Weakness

Weakness

I wrote the song “Weakness” because I believe we need more worship songs that help us face our failures and limits. I know I do. I’ve used spiritual experience — church services, worship, prayer — to help me escape my everyday life; but the Jesus Way is not a coping mechanism numbing us so we can avoid the pain of our weaknesses. Rather, it is a narrow way lit by the presence of God, leading us into the depths of our own egos.

We use different strategies to avoid following Jesus on this journey. We lie to ourselves. We pretend to be people we’re not. We scapegoat others, convincing ourselves that we’re not the problem—they are. We hide from our shame behind addictions, some obvious (alcohol, pornography), others more subtle (work, smartphones, even church and other rest-less spiritual activity). We don’t just employ these strategies as individuals either. Every group and system we contribute to has its own limits, scapegoats, and blind spots. 

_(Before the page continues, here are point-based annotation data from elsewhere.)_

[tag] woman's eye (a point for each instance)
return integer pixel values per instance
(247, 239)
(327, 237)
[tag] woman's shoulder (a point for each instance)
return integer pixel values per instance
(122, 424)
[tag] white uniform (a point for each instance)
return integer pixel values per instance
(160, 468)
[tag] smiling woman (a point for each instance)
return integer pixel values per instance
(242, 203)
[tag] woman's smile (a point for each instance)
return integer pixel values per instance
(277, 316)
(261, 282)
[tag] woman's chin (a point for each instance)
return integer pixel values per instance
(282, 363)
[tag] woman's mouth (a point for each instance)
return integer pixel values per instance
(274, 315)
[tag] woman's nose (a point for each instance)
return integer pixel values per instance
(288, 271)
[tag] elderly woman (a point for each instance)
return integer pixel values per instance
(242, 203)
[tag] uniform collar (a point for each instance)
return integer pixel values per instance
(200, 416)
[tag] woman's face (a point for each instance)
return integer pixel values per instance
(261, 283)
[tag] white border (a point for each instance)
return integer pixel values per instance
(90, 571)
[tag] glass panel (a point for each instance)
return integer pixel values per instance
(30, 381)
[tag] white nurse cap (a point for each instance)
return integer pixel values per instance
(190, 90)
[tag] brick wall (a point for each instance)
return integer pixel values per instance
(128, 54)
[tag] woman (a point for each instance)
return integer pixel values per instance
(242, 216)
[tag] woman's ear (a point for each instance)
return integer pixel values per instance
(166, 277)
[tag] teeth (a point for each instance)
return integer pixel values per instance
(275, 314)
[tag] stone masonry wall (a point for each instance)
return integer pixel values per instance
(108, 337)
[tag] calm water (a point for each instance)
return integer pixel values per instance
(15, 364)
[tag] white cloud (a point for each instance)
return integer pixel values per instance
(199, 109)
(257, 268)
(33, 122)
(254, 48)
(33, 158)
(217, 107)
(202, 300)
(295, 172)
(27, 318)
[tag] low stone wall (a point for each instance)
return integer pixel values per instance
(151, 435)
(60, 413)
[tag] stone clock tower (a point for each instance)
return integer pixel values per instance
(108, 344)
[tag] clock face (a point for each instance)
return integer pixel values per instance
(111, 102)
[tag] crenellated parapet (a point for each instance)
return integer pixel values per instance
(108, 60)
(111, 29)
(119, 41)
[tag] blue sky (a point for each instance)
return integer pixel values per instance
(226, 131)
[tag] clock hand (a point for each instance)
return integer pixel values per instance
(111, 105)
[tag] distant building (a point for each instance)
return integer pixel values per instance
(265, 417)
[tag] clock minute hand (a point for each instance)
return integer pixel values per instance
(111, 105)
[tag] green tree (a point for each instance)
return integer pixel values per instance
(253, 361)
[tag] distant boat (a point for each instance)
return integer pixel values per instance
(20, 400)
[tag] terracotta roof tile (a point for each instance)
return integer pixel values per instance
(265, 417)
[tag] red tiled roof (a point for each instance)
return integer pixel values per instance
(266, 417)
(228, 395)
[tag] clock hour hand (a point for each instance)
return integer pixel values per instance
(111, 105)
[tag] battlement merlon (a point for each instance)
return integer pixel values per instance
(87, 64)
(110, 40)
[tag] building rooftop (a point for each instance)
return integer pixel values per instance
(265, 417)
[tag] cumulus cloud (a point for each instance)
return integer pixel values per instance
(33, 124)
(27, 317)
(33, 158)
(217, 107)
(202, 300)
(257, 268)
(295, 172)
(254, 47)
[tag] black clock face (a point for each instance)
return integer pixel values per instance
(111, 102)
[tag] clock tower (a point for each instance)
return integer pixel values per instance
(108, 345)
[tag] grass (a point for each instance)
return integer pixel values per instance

Reckoning with our weaknesses takes courage I know I lack, but if we are to follow the Jesus way, we cannot brush them aside. There’s a deep irony in trying to avoid our humanity while seeking to emulate the God who became human (Philippians 2:5-8). Facing our weaknesses is difficult work, but transformation waits on the other side.

The apostle Paul embodies this. In Paul: A Biography, N.T. Wright points out that in Paul’s day, the highest honor a soldier could receive was the Corona Muralis (the “Wall Crown”), awarded to the first soldier to make it over the wall of an enemy city during battle. In 2 Corinthians, when confronted by a culture preoccupied with status and achievements, Paul boasts of several times he was weak, ending the list by writing, “In Damascus, King Aretas, the local ruler, was guarding the city of Damascus so that he could capture me, but I was let down in a basket through a window and over the wall, and I escaped his clutches. (2 Corinthians 11:32-33; The Kingdom New Testament)” Paul takes one of his culture’s highest achievements and brags about doing the exact opposite!

Several verses later, Paul delivers this stunning paragraph:

“...so that I wouldn’t become too exalted, a thorn was given to me in my flesh, a messenger from the satan, to keep stabbing away at me. I prayed to the Lord three times about this, asking that it would be taken away from me, and this is what he said to me: ‘My grace is enough for you; my power comes to perfection in weakness.’ So I will be all the more pleased to boast of my weaknesses, so that the Messiah’s power may rest upon me. So I’m delighted when I’m weak, insulted, in difficulties, persecuted, facing disasters, for the Messiah’s sake. When I’m weak, you see, then I am strong. (2 Corinthians 12:7-10; The Kingdom New Testament)”

Paul brags about failure, boasts of weakness, and is “delighted” when facing hard times. Conventional wisdom says to run from these things, but Paul embraces them as opportunities to be transformed so the life of Jesus may flow through him.
We love to praise God for our breakthroughs, not our breakdowns. But what if our breakdowns are opportunities to not only encounter God, but become like Him? Are we bold enough to thank Him for failure? Can we celebrate our limits? I believe we can. We rejoice, for our weaknesses are not prisons, but temples where God’s presence moves, shaping us into the image of Jesus so we can join Him in His work of healing our world.